Tenho pastas de “a” a “z”, mas atropelo a lógica alfabética no sentido estrito com algumas especificidades. Por exemplo: há uma imensidão de pastas do governo Lula, cada uma com um determinado assunto. De discursos ao relacionamento com o Legislativo federal; de diplomacia a escândalos. Uma das mais preciosas não é propriamente apenas de Lula. “FHC vs. Lula” é algo especial que coleciono com atenção de ourives. Quem sabe um dia resolva escrever um livro sobre esses antípodas que se mostraram tão semelhantes na condução do País, embora se mantenham díspares na atenção dispensada ao Grande ABC.


FHC, como se sabe, foi um terrível algoz, para atingir o sindicalismo cutista-petista. Lula da Silva, com todos os problemas orçamentários, privilegia de alguma forma a nossa maior potencialidade –a indústria automotiva. Exatamente o setor metralhado por FHC e sua desídia descentralizadora a toque de caixa.

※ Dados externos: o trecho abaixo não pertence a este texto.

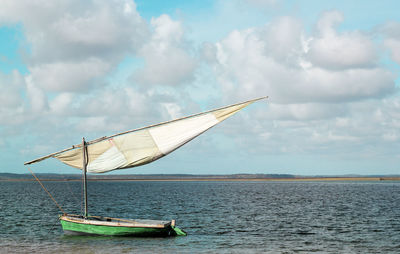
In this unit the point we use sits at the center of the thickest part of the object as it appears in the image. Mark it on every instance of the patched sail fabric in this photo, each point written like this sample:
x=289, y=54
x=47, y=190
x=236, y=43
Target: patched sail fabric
x=142, y=146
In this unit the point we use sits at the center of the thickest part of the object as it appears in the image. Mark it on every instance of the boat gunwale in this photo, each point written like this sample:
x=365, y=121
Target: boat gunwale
x=116, y=223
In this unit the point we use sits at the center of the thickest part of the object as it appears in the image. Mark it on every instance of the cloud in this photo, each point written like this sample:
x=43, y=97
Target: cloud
x=391, y=31
x=70, y=76
x=166, y=55
x=332, y=50
x=73, y=43
x=246, y=65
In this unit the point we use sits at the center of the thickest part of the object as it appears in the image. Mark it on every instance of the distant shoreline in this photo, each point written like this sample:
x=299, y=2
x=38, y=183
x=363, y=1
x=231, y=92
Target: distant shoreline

Há muita gente que sabe que coleciono notícias. Por isso, de uns tempos a esta parte vários deles deixaram de propagandear mentiras, ufanismos e ilusões. Sabem que a fatura poderá ser cobrada, como cobrei em “Meias Verdades”.


Longe de mim passar a ideia de que minhas pastas têm parentesco ideológico com os arquivos do ex-SNI ou de alguma repartição investigatória que todo governo que se preza dependura oficialmente ou não no organograma do poder. Minhas pastas são, ao contrário dessa ideia, a defesa da responsabilidade informativa.
Estava esquecendo que também colecionei tudo o que foi publicado pelos principais jornais paulistas sobre o caso Celso Daniel. Tivesse tempo, escreveria uma obra de pelo menos 500 páginas. Seria a desmoralização de muitas teses. A imprensa caiu feito patinho nas manobras diversionistas.


Tenho certo medo de minhas pastas denunciadoras, podem acreditar. A responsabilidade de dirigir redacionalmente dois veículos de comunicação me coloca de saia justa, porque a idéia dos leitores de que tudo passa por mim antes de ser publicado é tão verossímil quanto acreditar que o dono de uma transportadora acompanha em tempo real a traquinagem de um motorista que desrespeita o farol vermelho.


O melhor antídoto, por isso mesmo, é a conceituação das tarefas. Diariamente em reuniões destilamos a um grupo multiplicador os ideais de um jornalismo mais comprometido com a sociedade. Escrevi mais comprometido com a sociedade, não com grupos organizados da sociedade. São situações distintas.


Sugiro a todos que têm alguma responsabilidade social e econômica que se mantenham mesmo cautelosos com relação às minhas pastas. Sejam comedidos nas declarações. Não vendam gato por lebre. Não exercitem fantasias. Deixem de alegorismos. A maturidade de uma sociedade se mede pelo que seus representantes são capazes de vocalizar na Imprensa.


A coletânea de asneiras reproduzidas e comentadas em “Meias Verdades” é apenas uma fatia do imenso abacaxi de terceiros que descobri ao acaso vasculhando meu arquivo particular. Há lideranças, muitas das quais agora no ostracismo ou precavidamente na moita, que fizeram lambança sobre lambança no Grande ABC. Foram deliberadamente irresponsáveis para agradar poderosos de então. Outros, minoria, foram ingênuos, levados pela correnteza dos lobbistas.


Minhas pastas são parte de minha vida integralmente devotada ao jornalismo.